All in all, he's been a stoic about it; untroubled by the Bunuelian prospect of sharp objects entering his eye. (Several of our friends, experienced medical professionals all, winced to hear about this treatment, telling us that the eye was the last part of the body that still evoked squeamishness in them.  "Is it because it's a delicate sac of goo?" I asked.  "Yes," they replied.)  It's our hope that he's come to the end of this particular brand of torment, although the original optic nerve troubles still plague his sight in that eye, because the secondary problem of swelling has been largely taken care of by his needle-courage, which was worthy of a bit of medieval hagiography.

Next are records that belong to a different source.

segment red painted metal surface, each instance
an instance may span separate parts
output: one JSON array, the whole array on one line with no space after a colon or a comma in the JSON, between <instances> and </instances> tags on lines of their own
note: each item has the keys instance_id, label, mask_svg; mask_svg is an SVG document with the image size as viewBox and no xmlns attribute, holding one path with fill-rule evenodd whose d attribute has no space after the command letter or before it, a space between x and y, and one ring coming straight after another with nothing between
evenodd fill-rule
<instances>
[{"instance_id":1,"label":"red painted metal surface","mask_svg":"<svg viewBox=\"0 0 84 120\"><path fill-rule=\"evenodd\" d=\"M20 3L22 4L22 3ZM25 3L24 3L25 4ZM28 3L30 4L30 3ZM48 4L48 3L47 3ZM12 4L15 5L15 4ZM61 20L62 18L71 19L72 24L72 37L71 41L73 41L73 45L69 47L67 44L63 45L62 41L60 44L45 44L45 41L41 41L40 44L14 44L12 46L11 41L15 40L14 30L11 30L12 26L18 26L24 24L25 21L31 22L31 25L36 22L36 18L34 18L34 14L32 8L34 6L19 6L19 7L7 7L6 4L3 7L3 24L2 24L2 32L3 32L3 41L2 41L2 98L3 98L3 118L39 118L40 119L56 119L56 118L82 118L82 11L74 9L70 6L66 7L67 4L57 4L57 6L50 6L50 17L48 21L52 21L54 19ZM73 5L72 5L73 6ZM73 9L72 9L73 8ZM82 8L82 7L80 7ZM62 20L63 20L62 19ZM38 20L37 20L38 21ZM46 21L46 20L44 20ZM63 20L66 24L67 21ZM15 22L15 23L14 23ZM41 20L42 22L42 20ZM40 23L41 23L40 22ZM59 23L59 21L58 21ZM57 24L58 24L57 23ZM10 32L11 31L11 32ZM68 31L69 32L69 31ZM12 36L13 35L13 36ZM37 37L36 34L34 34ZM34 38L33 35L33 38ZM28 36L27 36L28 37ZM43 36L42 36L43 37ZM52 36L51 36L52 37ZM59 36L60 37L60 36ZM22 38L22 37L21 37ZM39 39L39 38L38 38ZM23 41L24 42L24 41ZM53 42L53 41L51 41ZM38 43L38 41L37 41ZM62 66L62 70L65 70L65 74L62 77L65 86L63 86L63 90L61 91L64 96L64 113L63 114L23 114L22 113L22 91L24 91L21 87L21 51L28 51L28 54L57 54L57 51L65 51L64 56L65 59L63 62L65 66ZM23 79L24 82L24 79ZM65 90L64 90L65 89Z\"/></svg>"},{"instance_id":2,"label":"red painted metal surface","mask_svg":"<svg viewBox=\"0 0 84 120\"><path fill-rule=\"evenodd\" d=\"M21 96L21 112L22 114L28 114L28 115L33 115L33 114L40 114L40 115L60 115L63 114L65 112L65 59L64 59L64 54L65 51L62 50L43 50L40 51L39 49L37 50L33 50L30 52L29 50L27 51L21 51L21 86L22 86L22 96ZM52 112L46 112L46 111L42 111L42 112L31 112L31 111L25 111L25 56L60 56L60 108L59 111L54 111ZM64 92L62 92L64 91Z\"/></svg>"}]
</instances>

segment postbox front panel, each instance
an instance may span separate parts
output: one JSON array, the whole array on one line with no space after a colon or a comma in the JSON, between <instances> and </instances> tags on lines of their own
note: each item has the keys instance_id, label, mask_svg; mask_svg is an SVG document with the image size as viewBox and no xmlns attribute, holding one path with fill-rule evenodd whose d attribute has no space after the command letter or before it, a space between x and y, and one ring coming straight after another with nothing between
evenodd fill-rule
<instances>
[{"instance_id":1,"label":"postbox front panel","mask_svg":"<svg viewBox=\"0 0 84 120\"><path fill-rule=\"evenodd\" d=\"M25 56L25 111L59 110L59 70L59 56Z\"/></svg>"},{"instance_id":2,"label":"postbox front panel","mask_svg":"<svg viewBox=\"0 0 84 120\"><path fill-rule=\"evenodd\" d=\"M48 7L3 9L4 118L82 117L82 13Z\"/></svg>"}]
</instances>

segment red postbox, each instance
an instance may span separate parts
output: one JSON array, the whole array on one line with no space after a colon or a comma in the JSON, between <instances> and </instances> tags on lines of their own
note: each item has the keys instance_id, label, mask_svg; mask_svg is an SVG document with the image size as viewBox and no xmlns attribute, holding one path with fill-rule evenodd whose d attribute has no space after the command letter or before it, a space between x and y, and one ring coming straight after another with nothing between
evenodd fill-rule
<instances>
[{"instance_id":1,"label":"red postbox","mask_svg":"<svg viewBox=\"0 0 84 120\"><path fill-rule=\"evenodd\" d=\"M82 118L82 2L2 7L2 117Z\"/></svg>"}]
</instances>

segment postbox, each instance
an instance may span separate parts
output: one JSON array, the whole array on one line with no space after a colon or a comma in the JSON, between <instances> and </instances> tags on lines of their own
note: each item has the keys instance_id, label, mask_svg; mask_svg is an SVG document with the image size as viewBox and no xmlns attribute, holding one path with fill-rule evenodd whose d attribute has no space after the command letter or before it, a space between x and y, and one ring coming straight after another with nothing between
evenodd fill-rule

* Is anyone else unnerved by the way in which St. Lucy's breasts seem to mirror her four hostile, wary eyes in this painting?  I'm reminded of the famous round of ghost stories between Lord Byron, the Shelleys, and others that ultimately inspired Frankenstein.  Here's how a doctor who was a fellow guest describes that fateful day
Began my ghost story after tea. Twelve o'clock, really began to talk ghostly. L.B. repeated some verses of Coleridge's Christabel, of the witch's breast; when silence ensued, and Shelley, suddenly shrieking and putting his hands to his head, ran out of the room with a candle. Threw water in his face, and after gave him ether. He was looking at Mrs S., and suddenly thought of a women he had heard of who had eyes instead of nipples, which, taking hold of his mind, horrified him.